Nearly a year ago, another set of jurors deadlocked in the case against State Department Special Agent Christopher Deedy, and a judge declared a mistrial.
Judge Karen Ahn later ruled the new jury could consider a lesser charge of manslaughter - an option the previous jury didn't have. The foreman in last year's trial said jurors deadlocked with eight in favor of acquittal and four for conviction. Legal observers blamed the hung jury on the lack of a manslaughter option.
This time, the jury said the shooting wasn't murder, but they couldn't decide if Deedy was guilty of reckless manslaughter, or assault in the first or second degree.
The judge said Deedy could face a third trial on those counts, but defense attorney Thomas Otake said outside court: "We firmly believe there are legal motions we can file to dispose of those charges. ... Our position is enough is enough."
Deputy Prosecuting Attorney Janice Futa said she was disappointed with the acquittal and will recommend a third trial.
The family of Kollin Elderts, who was killed, abruptly left the courtroom after hearing the result. They criticized prosecutors last year for not asking for manslaughter, but prosecutors said the evidence didn't support a manslaughter charge.
Ahn said she included it this time in part because the state Supreme Court has since made the law clearer on the issue.
Elderts family spokeswoman Kalama Niheu said the family was devastated and prosecutors didn't do enough to get justice. Futa declined to comment on that criticism.
"Christopher Deedy is a very irresponsible, cowardly individual that took away the heartbeat of our family and forever changed us," Niheu said, reading from a statement. "Because of the poor decisions he made that tragic night, including drinking and walking our Waikiki streets with a loaded personal firearm, we can never forgive him."
Deedy, 30, took the stand at both trials. He maintained he acted in self-defense and was trying to protect others from an aggressive Elderts in the Waikiki McDonald's.
Deedy was in town to help provide security for an international economic summit but was off-duty when he shot Elderts, 23.
Much of his testimony at the latest trial was the same as last year's, but this time he was clearer about his intention to kill Elderts, in what seemed like an attempt to avoid a ruling to include reckless manslaughter as an option for jurors.
Deedy said that when he pulled the trigger three times, he intended "to stop the threat, to kill the assailant."
He was fueled by alcohol, power and a warning from a fellow agent about the hostility of Hawaii locals toward government employees and outsiders, prosecutors told the juries in both trials.
The prosecution tried to portray Deedy as drunk and inexperienced.

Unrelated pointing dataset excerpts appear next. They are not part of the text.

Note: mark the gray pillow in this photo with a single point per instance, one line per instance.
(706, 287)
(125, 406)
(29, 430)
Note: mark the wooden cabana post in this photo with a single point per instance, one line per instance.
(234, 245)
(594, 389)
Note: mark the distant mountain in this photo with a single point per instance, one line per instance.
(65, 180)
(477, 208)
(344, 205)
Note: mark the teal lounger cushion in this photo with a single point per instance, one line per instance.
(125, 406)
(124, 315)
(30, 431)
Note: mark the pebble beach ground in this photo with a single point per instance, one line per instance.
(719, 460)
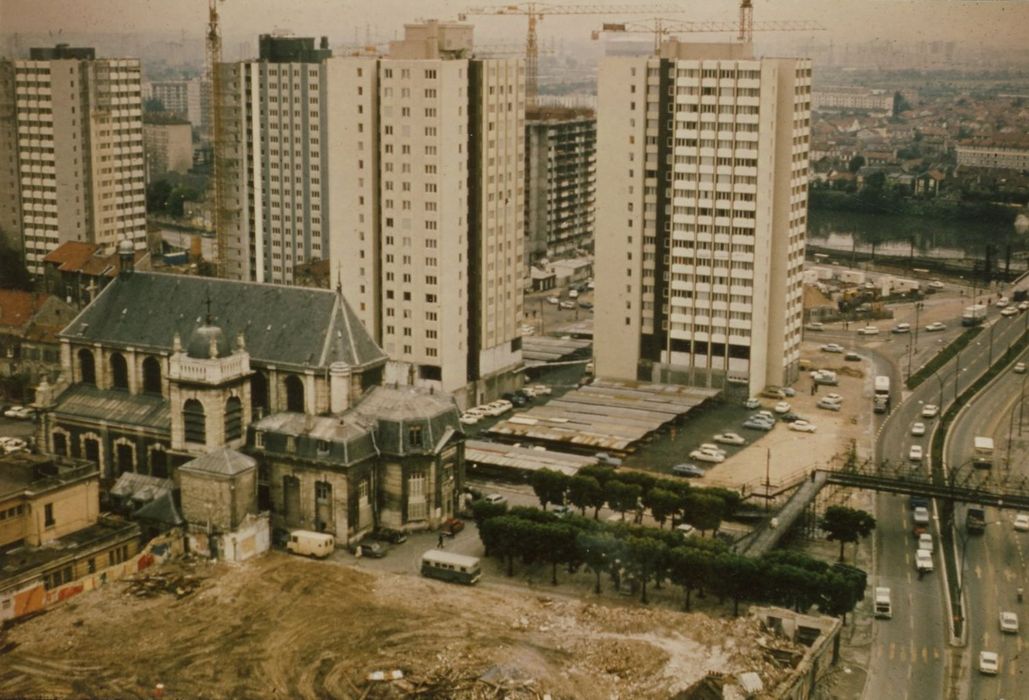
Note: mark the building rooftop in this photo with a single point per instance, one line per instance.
(282, 325)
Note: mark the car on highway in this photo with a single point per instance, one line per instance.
(989, 663)
(1009, 622)
(370, 550)
(755, 424)
(827, 405)
(708, 456)
(923, 561)
(687, 470)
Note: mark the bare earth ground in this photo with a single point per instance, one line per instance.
(280, 626)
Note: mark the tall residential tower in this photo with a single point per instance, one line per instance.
(702, 212)
(78, 123)
(427, 198)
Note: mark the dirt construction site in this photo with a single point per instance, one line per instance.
(284, 627)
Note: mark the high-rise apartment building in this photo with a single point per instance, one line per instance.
(427, 178)
(702, 212)
(79, 130)
(272, 161)
(561, 181)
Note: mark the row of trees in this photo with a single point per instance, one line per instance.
(593, 487)
(653, 556)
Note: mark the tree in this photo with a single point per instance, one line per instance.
(622, 496)
(586, 492)
(595, 549)
(703, 511)
(550, 486)
(846, 525)
(13, 274)
(663, 503)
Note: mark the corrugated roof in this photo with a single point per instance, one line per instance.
(82, 400)
(281, 324)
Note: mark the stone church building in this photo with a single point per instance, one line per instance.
(161, 370)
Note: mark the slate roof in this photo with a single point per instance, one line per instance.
(121, 408)
(282, 325)
(222, 462)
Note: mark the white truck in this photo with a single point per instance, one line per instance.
(881, 398)
(983, 452)
(973, 315)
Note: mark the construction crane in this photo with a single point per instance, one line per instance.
(536, 10)
(663, 28)
(215, 135)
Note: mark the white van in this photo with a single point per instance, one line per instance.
(884, 607)
(310, 544)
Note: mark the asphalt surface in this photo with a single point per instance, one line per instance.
(992, 565)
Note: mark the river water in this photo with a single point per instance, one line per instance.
(894, 236)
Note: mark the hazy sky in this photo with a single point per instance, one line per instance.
(999, 23)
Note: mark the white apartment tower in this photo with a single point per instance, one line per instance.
(427, 171)
(80, 167)
(272, 161)
(702, 212)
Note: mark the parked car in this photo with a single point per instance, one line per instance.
(687, 470)
(373, 550)
(388, 534)
(452, 526)
(707, 456)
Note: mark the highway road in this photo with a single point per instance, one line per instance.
(994, 564)
(910, 652)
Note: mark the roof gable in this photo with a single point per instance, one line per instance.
(282, 325)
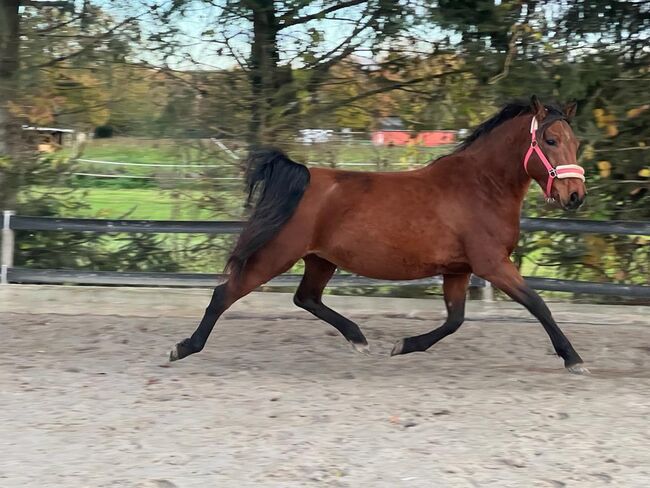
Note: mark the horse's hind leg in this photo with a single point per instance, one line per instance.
(454, 288)
(309, 295)
(266, 264)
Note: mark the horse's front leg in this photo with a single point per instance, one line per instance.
(506, 277)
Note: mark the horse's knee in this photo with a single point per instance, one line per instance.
(305, 302)
(453, 323)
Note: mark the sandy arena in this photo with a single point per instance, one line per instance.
(279, 399)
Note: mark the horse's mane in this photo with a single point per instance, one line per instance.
(507, 112)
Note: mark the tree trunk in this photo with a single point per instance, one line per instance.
(9, 127)
(263, 71)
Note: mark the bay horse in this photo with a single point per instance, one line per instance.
(455, 216)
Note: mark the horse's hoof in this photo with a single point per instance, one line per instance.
(361, 347)
(182, 350)
(397, 348)
(579, 368)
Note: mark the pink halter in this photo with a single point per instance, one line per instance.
(561, 171)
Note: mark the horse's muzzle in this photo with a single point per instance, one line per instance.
(574, 202)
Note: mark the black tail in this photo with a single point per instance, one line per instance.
(275, 186)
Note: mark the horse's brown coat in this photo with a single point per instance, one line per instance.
(458, 215)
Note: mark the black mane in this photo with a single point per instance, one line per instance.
(509, 111)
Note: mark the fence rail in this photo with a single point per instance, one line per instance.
(11, 274)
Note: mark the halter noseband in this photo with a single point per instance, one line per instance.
(561, 171)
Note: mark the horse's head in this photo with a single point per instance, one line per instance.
(551, 157)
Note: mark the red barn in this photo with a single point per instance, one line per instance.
(391, 132)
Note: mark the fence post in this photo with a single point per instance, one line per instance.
(7, 258)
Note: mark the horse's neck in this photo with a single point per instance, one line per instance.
(495, 163)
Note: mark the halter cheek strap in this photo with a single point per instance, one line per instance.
(561, 171)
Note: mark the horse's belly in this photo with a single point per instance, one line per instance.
(392, 262)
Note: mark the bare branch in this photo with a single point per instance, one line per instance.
(289, 19)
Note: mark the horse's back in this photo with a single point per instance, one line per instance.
(383, 225)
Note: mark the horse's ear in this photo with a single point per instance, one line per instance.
(537, 108)
(570, 109)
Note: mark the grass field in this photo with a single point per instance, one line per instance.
(152, 191)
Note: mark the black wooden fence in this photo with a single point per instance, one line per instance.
(11, 274)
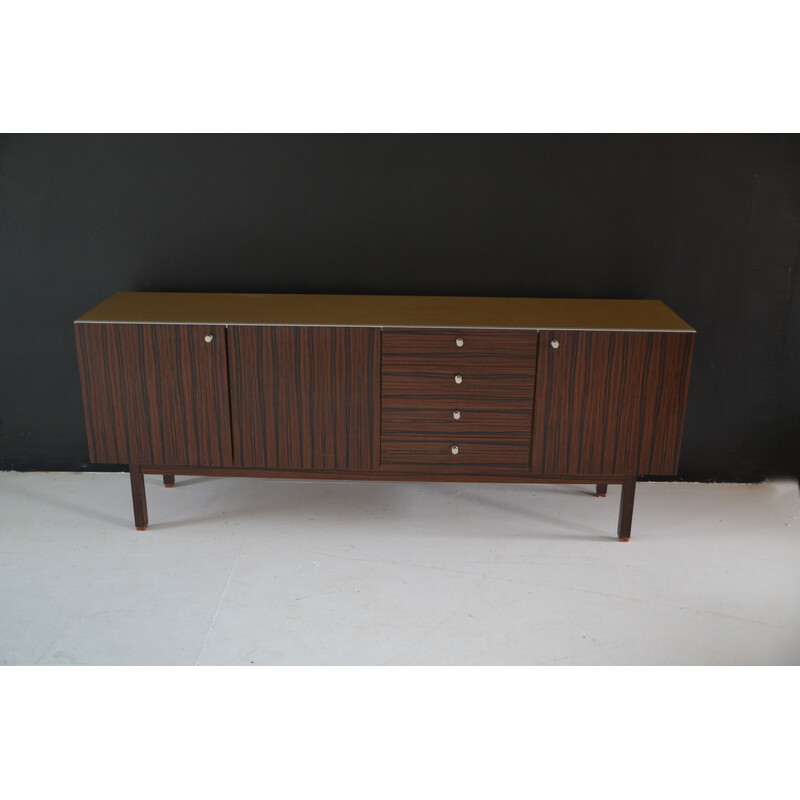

The defense countered that Deedy had only a few drinks and was acting in line with his law-enforcement training when he intervened in a potentially dangerous situation.
Deedy, who went to the McDonald's after a night of bar-hopping with friends, said Elderts was bullying a customer.
Jurors began deliberating Aug. 5. They got some time off as Hawaii braced for Tropical Storm Iselle and Hurricane Julio.
Earlier Thursday, the jurors were brought into the courtroom, and it seemed Ahn was expecting them to say they were deadlocked and that more time wouldn't help, as she made plans with attorneys for declaring a mistrial if necessary. But the forewoman said it was possible they could reach a verdict with more time, so the judge told them to keep deliberating. They returned with their verdict a few hours later.
"Today is just a day where we're relieved. We're relieved that they acquitted him of murder and that they did not convict him of anything," Otake said. "No matter what, there's no winners in a case like this. ... The Elderts, they've lost a loved one."